How Much Time Do You Really Have?

“I don’t have time.” We have all said it, thought it, and heard it. But is it really true?

A wise friend once told me that we make time for what is most important to us. This is a very powerful point that I revisit every now and again. It takes commitment to self-reflection and honesty with oneself to take a step back and think about how we are really spending our time.

We have 168 hours to spend each week. How do you spend your 168 hours? And ultimately, what is most important to you in this life? This article is intended to encourage each individual to really change the way we think about time.

168 Hours: A Quick Activity That Can Change Your Perception
Estimate how you spend your time each week. Please be honest with yourself and try to estimate everything as best as you can. There is no judgment and no competition. This is for your own benefit. You may learn that you need to readjust things or that you want to give something up or that you want to add activities in.

If some of the activities happen simultaneously (i.e. eating while driving), only count the time once. Please note that the categories factored into this activity are regular, weekly time commitments.

Here are the categories of regular commitments to count:

Personal Care
(showering, grooming, dressing, etc.)

(eating, cooking, baking, getting take out, etc.)

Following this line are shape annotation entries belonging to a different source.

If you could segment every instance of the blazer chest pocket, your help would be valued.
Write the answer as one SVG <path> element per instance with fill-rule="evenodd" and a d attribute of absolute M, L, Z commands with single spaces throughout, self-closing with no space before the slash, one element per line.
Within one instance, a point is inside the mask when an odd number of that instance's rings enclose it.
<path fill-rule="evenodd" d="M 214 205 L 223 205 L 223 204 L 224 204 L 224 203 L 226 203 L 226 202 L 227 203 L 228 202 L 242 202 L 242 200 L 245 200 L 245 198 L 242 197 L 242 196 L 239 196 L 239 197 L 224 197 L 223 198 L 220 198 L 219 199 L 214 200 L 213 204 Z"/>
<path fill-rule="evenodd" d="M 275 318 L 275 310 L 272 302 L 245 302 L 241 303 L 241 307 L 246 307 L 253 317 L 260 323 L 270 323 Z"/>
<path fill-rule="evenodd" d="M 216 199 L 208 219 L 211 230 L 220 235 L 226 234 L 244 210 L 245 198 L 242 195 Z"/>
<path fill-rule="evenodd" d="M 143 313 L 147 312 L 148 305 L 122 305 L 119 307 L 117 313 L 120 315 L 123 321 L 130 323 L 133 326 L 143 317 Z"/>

(driving to work and school and back home, driving to other regular commitments)

Chores and Errands
(grocery shopping,  laundry, cleaning the house, etc.)

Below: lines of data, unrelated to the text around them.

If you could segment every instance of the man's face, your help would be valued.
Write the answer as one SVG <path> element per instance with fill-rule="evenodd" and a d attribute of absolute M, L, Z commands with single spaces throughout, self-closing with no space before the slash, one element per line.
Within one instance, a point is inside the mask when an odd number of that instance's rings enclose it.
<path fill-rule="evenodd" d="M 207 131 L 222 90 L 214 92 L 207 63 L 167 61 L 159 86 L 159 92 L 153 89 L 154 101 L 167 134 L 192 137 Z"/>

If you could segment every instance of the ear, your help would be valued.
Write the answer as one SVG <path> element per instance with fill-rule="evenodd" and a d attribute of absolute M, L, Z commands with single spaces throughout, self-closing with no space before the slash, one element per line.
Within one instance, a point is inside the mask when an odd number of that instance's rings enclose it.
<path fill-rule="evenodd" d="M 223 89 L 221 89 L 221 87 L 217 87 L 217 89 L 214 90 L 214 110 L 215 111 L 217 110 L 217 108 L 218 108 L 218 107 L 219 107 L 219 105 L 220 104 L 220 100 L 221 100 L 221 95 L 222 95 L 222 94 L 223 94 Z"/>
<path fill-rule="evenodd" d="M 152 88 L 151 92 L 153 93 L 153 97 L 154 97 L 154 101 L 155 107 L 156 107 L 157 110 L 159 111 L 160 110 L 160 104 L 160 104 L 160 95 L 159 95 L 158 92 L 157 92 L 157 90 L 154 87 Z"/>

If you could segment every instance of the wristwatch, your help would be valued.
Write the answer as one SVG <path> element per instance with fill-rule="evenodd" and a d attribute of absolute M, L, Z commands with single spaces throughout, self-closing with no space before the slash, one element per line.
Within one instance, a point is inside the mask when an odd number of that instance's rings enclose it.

(This one is pretty self-explanatory.)

(You can split these up into two different categories, if you prefer. For school, make sure to include your hours in classes and your honest productive studying/working hours. Be as accurate as possible. Do not include time you are distracted by the Internet).

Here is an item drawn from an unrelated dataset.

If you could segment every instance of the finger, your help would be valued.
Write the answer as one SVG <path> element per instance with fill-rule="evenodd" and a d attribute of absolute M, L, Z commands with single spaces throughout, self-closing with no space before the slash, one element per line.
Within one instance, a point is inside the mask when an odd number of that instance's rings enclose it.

Other categories you can use if they apply to you:
Volunteer Work
Religious or Spiritual Practice
If you are a new parent, you can add in those hours as well

Time Remaining:
Self Reflection:

You may find that you have more time left over than you originally anticipated, or perhaps you have very little time left. If that’s the case, the self reflection part will help you. In other words, are you happy with the way you are spending your time? Are there any healthy changes you can make?

Mary Signature

2 thoughts on “How Much Time Do You Really Have?

  1. My 168 Hours

    Personal Care: 4 hours per week

    I try to get ready as quickly as possible in the morning. At night, I have a very simple evening routine. That takes only 5-7 minutes before bed. I do not have many clothes that require ironing, so that definitely saves time. I also keep my clothing and closets super organized and simple, so I can always find everything. I use shelves and baskets to keep everything in a designated space.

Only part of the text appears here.